3) Screwed customers during dotcom time

- for instance: a single sale of 50 Sun Enterprise 450 (quadratic
4-way-boxes with a lot of air in it) equppied with one processor
- price ratio between Kingston RAM and Sun RAM 1:8 (Notify that
RAM from Sun has been manufactured by Kingston); of course
support contracts forced you to buy Sun RAM

4) Didn't provide SPARC workstations priced against PCs

This way they guaranteed, that Sparc hardware vanished from
almost all developer desktops around the world.

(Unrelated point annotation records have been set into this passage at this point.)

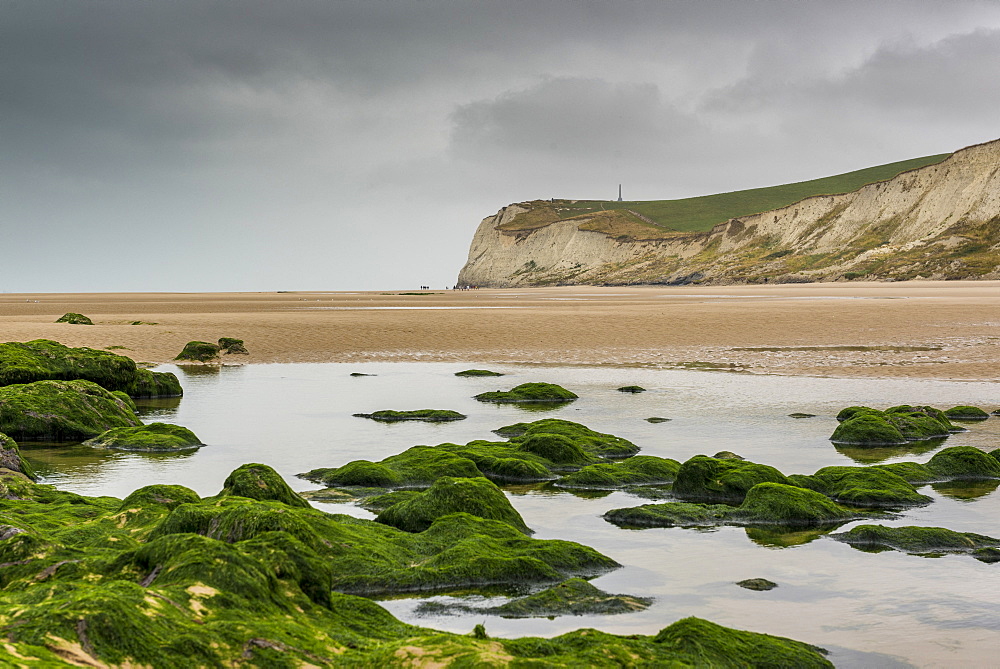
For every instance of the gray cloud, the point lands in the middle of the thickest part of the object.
(207, 144)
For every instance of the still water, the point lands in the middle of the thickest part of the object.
(887, 609)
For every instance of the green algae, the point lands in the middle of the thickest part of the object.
(758, 584)
(726, 480)
(232, 346)
(260, 482)
(154, 437)
(764, 504)
(62, 411)
(478, 497)
(199, 351)
(573, 597)
(637, 470)
(529, 393)
(165, 579)
(45, 360)
(922, 541)
(863, 487)
(966, 413)
(426, 415)
(596, 443)
(10, 458)
(74, 319)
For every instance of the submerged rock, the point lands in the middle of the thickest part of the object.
(426, 415)
(966, 413)
(922, 541)
(475, 496)
(199, 351)
(765, 504)
(10, 458)
(233, 346)
(155, 437)
(75, 319)
(166, 579)
(44, 360)
(62, 411)
(759, 584)
(529, 393)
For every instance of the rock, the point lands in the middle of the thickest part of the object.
(199, 351)
(758, 584)
(702, 477)
(260, 482)
(10, 458)
(233, 346)
(966, 413)
(922, 541)
(637, 470)
(426, 415)
(529, 393)
(75, 319)
(475, 496)
(62, 411)
(45, 360)
(155, 437)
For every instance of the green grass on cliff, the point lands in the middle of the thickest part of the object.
(695, 214)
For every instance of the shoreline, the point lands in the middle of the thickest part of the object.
(921, 329)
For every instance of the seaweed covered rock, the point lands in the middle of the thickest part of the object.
(260, 482)
(167, 580)
(416, 466)
(44, 360)
(199, 351)
(863, 487)
(726, 480)
(154, 437)
(574, 597)
(426, 415)
(867, 429)
(478, 497)
(637, 470)
(765, 504)
(232, 346)
(596, 443)
(74, 319)
(529, 393)
(62, 411)
(966, 413)
(922, 540)
(10, 458)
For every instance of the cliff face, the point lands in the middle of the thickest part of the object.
(940, 221)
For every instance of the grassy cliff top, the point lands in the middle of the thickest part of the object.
(662, 218)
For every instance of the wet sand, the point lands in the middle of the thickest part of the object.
(941, 330)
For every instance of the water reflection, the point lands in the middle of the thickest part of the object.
(966, 491)
(867, 455)
(779, 536)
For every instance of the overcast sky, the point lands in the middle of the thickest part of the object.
(316, 144)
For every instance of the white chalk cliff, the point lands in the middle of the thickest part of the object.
(941, 221)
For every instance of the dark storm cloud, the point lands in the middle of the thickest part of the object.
(321, 142)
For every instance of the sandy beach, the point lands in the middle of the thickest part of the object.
(941, 330)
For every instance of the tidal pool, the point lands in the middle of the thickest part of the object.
(885, 609)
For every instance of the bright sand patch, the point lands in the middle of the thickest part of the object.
(946, 330)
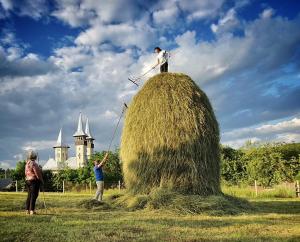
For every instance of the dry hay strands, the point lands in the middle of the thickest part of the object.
(171, 138)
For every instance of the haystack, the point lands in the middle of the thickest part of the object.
(170, 138)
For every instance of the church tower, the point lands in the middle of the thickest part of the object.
(89, 139)
(60, 149)
(80, 144)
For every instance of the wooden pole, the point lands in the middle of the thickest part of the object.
(297, 189)
(90, 187)
(255, 185)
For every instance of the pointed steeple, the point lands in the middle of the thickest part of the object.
(60, 140)
(87, 129)
(79, 131)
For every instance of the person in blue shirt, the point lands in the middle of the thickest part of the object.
(99, 177)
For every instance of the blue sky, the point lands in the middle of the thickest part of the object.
(58, 58)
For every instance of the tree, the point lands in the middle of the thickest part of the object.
(266, 165)
(233, 167)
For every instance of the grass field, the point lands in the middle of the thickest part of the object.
(273, 219)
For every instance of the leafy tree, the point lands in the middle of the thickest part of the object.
(19, 172)
(233, 167)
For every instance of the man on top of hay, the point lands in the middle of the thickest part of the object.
(99, 177)
(162, 59)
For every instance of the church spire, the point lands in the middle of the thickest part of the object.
(87, 129)
(79, 131)
(60, 140)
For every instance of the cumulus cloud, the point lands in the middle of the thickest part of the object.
(123, 35)
(198, 10)
(227, 23)
(267, 13)
(287, 130)
(34, 9)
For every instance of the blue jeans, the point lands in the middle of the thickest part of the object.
(100, 189)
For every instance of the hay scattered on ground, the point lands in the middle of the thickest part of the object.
(94, 204)
(166, 199)
(171, 138)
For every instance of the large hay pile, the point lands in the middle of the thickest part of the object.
(171, 138)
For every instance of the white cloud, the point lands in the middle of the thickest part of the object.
(73, 13)
(166, 16)
(6, 165)
(283, 131)
(267, 13)
(38, 145)
(34, 9)
(124, 35)
(227, 23)
(199, 10)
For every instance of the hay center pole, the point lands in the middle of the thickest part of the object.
(135, 80)
(115, 130)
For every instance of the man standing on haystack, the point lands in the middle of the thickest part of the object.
(162, 59)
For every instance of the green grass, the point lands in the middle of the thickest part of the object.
(273, 219)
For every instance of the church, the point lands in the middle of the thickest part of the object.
(84, 148)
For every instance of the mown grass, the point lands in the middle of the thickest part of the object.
(273, 219)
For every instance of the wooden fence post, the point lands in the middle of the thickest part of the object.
(255, 185)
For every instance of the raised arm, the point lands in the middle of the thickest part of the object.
(103, 160)
(38, 172)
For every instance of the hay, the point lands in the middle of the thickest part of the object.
(94, 204)
(165, 199)
(171, 138)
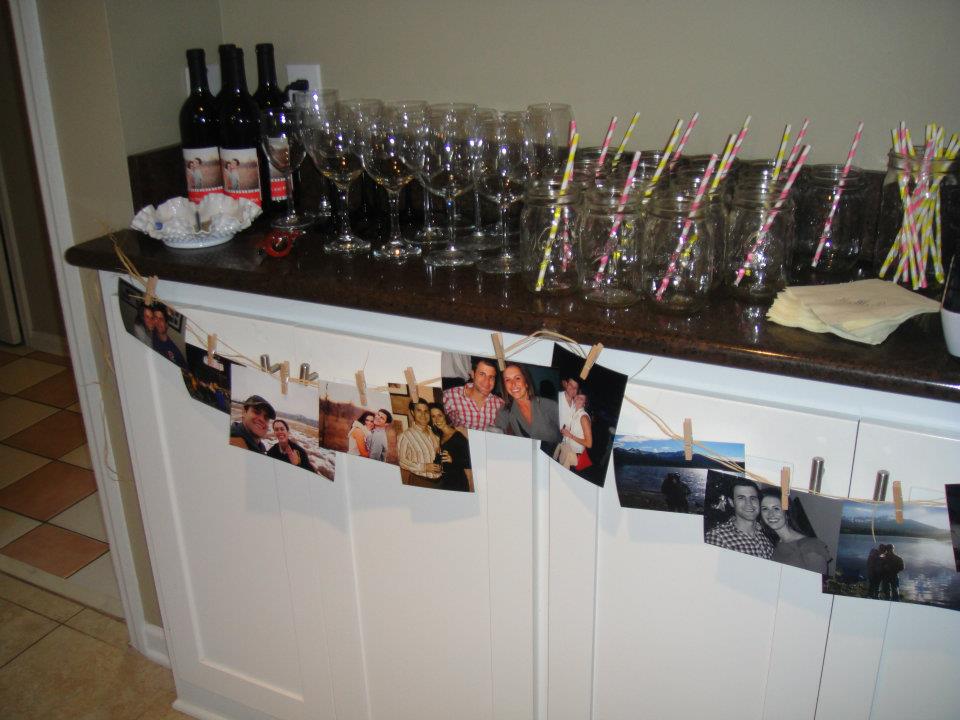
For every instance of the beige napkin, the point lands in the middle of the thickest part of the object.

5) Unbundled C/C++-Compilers from the OS and didn't support GCC

This way they minimized the number of binaries tied to the SPARC
platform. Yeah, if you want to play the lock-in game, you have to
play it right.

6) the Java thing

It always strikes me, how they are able to combine the
disadvantages of proprietary software development (long feedback
cycles, great expenses for QA and bug tracking) with the
disadvantages of open source (no revenue stream) in Java.

Java is quite good, compared to C# (more mature class library, faster
after the slow startup). However it will be never an option on the
desktop, until they cache Jitted code. IBM's SWT works around that
problem, but doesn't solve it. Compare startup times of make and ant.

After Sun goes out (NewsForge)

Posted Oct 3, 2003 16:12 UTC (Fri) by freeio (guest, #9622) [Link]

Honestly, one of the most counter-productive moves Sun made was to make sure that their Solaris and app software licenses for any box expire when the box changes hands, unless it changes hands through Sun's program. Yes, there is a free binary program for educators and developers, but it covers only Solaris, not the apps.

The result, of course, is that either GNU/Linux or one of the BSDs becomes the easiest thing to put on the box. This is called losing mind share, and losing market share, and it is being done quite intentionally. I assume that this is being done to keep up the perceived value of Solaris, but it is a loser all the way around.